Похоже, таким образом, дело обстоит так, что это крайнее проявление желания в его витальном облике не может войти в область означающего, не спровоцировав действия похеривающей черты. Все, что имеет отношение к вторжению жизненного порыва как такового, сходится к этой форме и к этому образу как к своей вер-ошне. И, как показывает нам опыт, которому мы послушно здесь следуем, это и есть то самое, что закладывает основу для чего-то такого, что у субъекта рода человеческого, который фаллоса не имеет, там, где этому нет нужды быть, потому что этого там нет, предстает в виде коннотации отсутствия, наводящей на мысль об имевшей место кастрации, в то время как над тем, кто обладает кое-чем, способным претендовать с этой штукой на сходство, угроза кастрации нависает в будущем.
Я уже упоминал вам об античных мистериях. И поразительно, что на редчайших и удивительно хорошо сохранившихся фресках на Вилле Мистерий в Помпее именно рядом с тем местом, где совершается раскрытие фаллоса, возникают величественные, в человеческий рост, фигуры особого рода демонов — демонов, которые, благодаря сопоставлению целого ряда источников, вполне узнаваемы. Подобные изображения имеются, например, на одной вазе в Лувре, и на некоторых других памятниках. Эти крылатые, обутые, носящие на головах некое подобие шлемов и непременно вооруженные 6n4HMH,ßagellum, демоны приступают к ритуальному истязанию одного из удостоенных посвящения в таинства. Фантазм бичевания возникает здесь на наших глазах в прямой своей форме, непосредственно связанной со снятием покровов с фаллоса.

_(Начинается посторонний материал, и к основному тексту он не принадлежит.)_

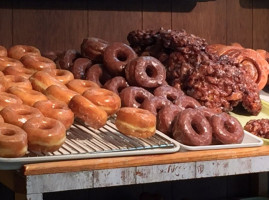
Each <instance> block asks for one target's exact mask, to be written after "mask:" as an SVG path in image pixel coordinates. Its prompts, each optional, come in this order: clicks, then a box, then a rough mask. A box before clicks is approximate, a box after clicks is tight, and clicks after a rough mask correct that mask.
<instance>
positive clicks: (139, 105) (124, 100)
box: [120, 86, 153, 108]
mask: <svg viewBox="0 0 269 200" xmlns="http://www.w3.org/2000/svg"><path fill="white" fill-rule="evenodd" d="M150 97H153V94H151V93H150V92H149V91H147V90H145V89H144V88H142V87H135V86H130V87H126V88H124V89H123V90H122V91H121V92H120V98H121V105H122V106H124V107H135V108H139V107H140V106H141V104H142V103H143V102H144V101H145V99H148V98H150Z"/></svg>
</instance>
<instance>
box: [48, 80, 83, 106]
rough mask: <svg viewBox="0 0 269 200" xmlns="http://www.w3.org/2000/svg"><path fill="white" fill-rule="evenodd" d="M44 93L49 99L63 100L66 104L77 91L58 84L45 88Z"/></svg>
mask: <svg viewBox="0 0 269 200" xmlns="http://www.w3.org/2000/svg"><path fill="white" fill-rule="evenodd" d="M44 94H45V95H46V96H47V97H48V98H49V99H51V100H58V101H63V102H64V103H66V104H67V105H68V104H69V102H70V100H71V99H72V98H73V96H75V95H78V94H79V93H77V92H75V91H73V90H70V89H68V88H63V87H60V86H58V85H51V86H49V87H48V88H47V89H46V90H45V92H44Z"/></svg>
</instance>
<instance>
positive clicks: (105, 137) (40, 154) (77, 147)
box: [0, 121, 180, 170]
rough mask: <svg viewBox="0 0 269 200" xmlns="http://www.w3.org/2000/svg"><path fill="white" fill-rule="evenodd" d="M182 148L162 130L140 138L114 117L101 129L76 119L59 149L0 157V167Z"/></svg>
mask: <svg viewBox="0 0 269 200" xmlns="http://www.w3.org/2000/svg"><path fill="white" fill-rule="evenodd" d="M179 149H180V145H179V143H178V142H176V141H174V140H172V139H171V138H169V137H168V136H166V135H165V134H163V133H161V132H160V131H156V134H155V135H154V136H152V137H151V138H149V139H139V138H135V137H129V136H126V135H123V134H121V133H120V132H119V131H117V129H116V127H115V125H114V123H112V122H111V121H108V122H107V124H106V125H105V126H104V127H103V128H100V129H98V130H96V129H92V128H89V127H87V126H85V125H83V124H82V123H81V122H75V123H74V124H73V125H72V127H71V128H70V129H69V130H68V131H67V139H66V141H65V143H64V144H63V145H62V147H61V148H60V149H59V150H58V151H55V152H53V153H47V154H43V153H35V152H29V153H28V154H27V155H26V156H24V157H20V158H0V170H14V169H20V168H21V167H22V166H23V165H24V164H29V163H38V162H49V161H60V160H74V159H86V158H105V157H116V156H132V155H146V154H162V153H173V152H177V151H179Z"/></svg>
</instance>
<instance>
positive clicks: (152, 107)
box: [140, 96, 172, 115]
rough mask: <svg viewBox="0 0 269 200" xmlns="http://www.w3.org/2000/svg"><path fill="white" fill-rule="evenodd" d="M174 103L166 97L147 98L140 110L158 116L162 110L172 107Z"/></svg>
mask: <svg viewBox="0 0 269 200" xmlns="http://www.w3.org/2000/svg"><path fill="white" fill-rule="evenodd" d="M171 104H172V102H171V101H169V100H168V99H166V98H165V97H156V96H154V97H150V98H146V99H145V100H144V102H143V103H142V104H141V106H140V108H143V109H145V110H148V111H150V112H151V113H152V114H154V115H157V113H158V112H159V110H160V109H162V108H163V107H164V106H167V105H171Z"/></svg>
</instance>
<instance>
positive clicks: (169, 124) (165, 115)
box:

Нет нужды углубляться в изучение этих мистерий, чтобы убедиться в том, о чем самые разные тексты единодушно свидетельствуют — в том, что по мере сближения античных греческих культов с культом, то есть с исполненным значения проявлением плодородной силы, великой Сирийской Богини, всё имеющее отношение к фаллосу подвергается в них ампутации, несет на себе явственные следы кастрации и запрета. Множество текстов подтверждают, в частности, что жрецы богини были скопцами.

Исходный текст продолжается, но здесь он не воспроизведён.